Ethan: Well, I certainly trust that he will tell us when he isn’t pleased with something we’ve said on TV or radio.
Phil: I suspect you also know you can trust him to veto all those crazy spending bills your Democratic colleagues come up with.
Ethan: Not “spending.” “Investments!” But how about “loyal”? How does he embody loyalty?
Phil: Well, as long as you believe in reducing state government, moving people off of welfare and helping businesses thrive, he’s extremely loyal.
Ethan: Yeah, and as long as you aren’t a Democrat…
Phil: How about “helpful”? Certainly the governor is helpful.
Ethan: Sure, as long as you’re a Republican who wants to slash government, kick people off welfare and take down labor murals! I bet he’d even “help” you take that mural down to the basement if you asked him.
Phil: So the next characteristic is “friendly.” I would say as long as you aren’t a member of the press, he can be very friendly.
Ethan: Or as long as you aren’t an independent member of the Maine House, as Reps. Joe Brooks, Ben Chipman and Jeff Evangelos found out when the governor slammed his fist on the table and called them “idiots.”
Phil: Yeah, that did sound like a rough meeting with those so-called independents. Along the lines of friendly, wouldn’t you agree that our governor is “courteous”?
Ethan: Well, he did mention in his State of the State address that he was working on his anger management issues. Any idea how that’s going?
Phil: No, no. He didn’t say he was angry. He said he was frustrated and passionate. Big difference.
Ethan: Well, if that is merely “passion,” I would hate to see “angry.” Which leads us to the next adjective, “kind.” Would you say the governor is kind?
Phil: Well, he is definitely one-of-a-kind! So let’s move to “obedient.”
Ethan: Please. Obedient? The only person I imagine he is obedient toward is First Lady Ann LePage. I understand he’s like a puppy dog around her. How about “cheerful”?

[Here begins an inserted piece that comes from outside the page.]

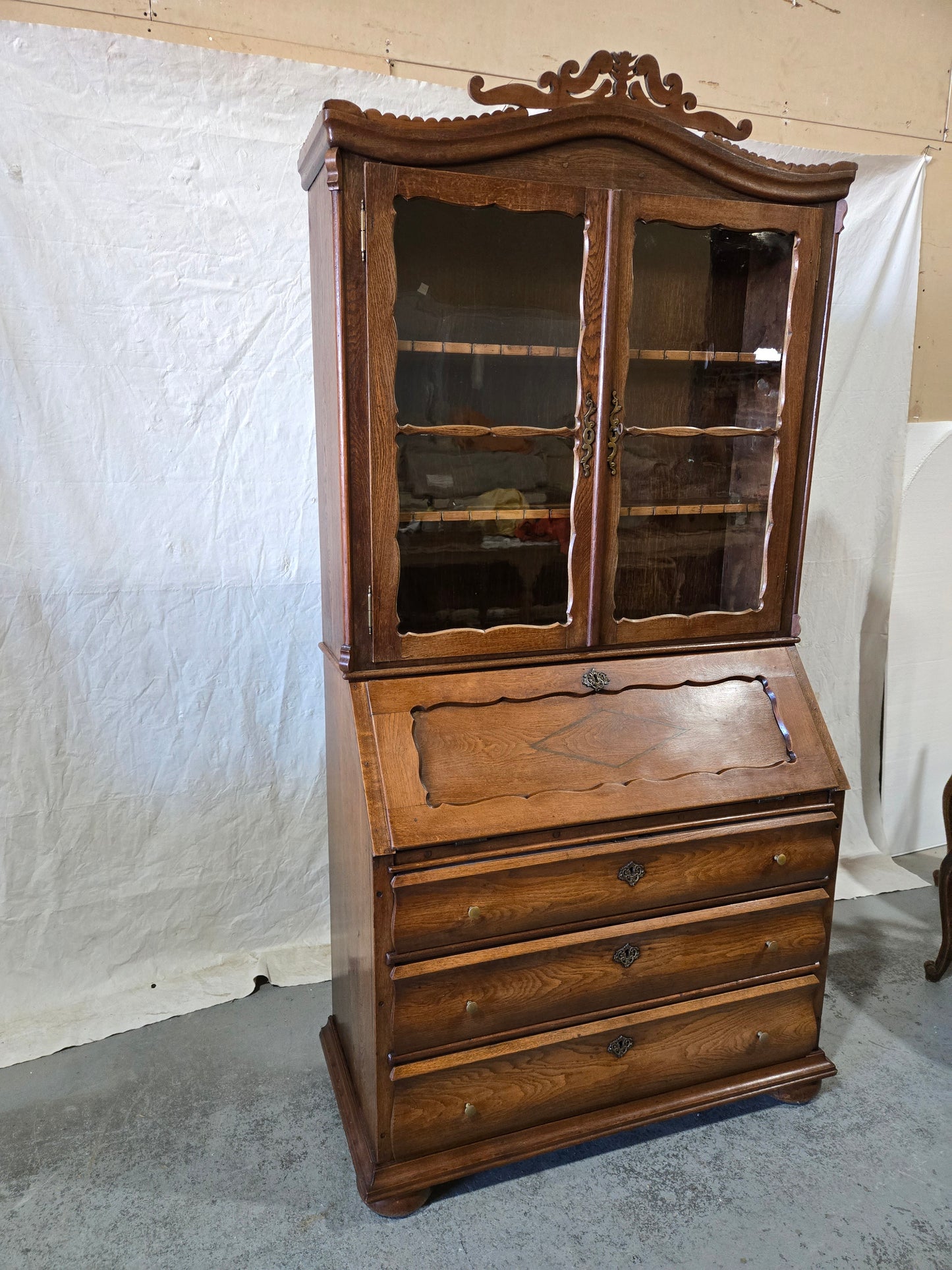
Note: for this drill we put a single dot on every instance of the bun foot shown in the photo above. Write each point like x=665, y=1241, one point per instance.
x=934, y=969
x=401, y=1205
x=805, y=1093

Phil: He’s very cheerful when the Legislature is out of session.
Ethan: Or when he knows he only needs 39 percent to gain re-election, since that’s the only way he can win!
Phil: How about “thrifty”?
Ethan: Are you kidding? Have you seen what he’s trying to do with the state budget? Plus, he was the general manager of Marden’s. He’s got to be the cheapest guy in the state!
Phil: Not “cheap,” Ethan. He’s “fiscally responsible.”
Ethan: Yeah, yeah. Well, how about “brave” — as in, “wasn’t it brave of the head of the Boy Scouts in Maine to say he welcomed a possible repeal of the ban on gay troop leaders“?
Phil: That was certainly brave and good to see.
Ethan: So, do you think the governor is brave?
Phil: Let me put it this way, if you had to meet with an uppity lobbyist, or negotiate with an angry legislator, or tell a community you were cutting its revenue sharing, wouldn’t that require bravery? I thought so. How about “clean”?
Ethan: Clean? Hmm, the only thing I can say about clean is that I know the governor often wants to clean the clock of State Democratic Party Chairman Ben Grant for simply sending someone to video a public event.
Phil: Plus, he hates “clean” elections.
Ethan: All right, last but not least, how about “reverent”?
Phil: I would say the governor is very reverent. Certainly of Maine people and of the office in which he serves.
Ethan: I’d say, as you mentioned earlier, that he’s reverent toward his veto pen. I just wish he had the same reverence for his signature pen when bills other than adding three hours of drinking on St. Patrick’s Day cross his desk.
Phil: So, you see, Strimling. It wasn’t so far-fetched for me to say that the governor embodies all the finest characteristics of the Boy Scouts.
Ethan: Maybe so. I just hope he “trusts” that this column (and our tongue-in-cheek introduction of him last week) is in the spirit of fun and that he’s “kind” to us after he reads it.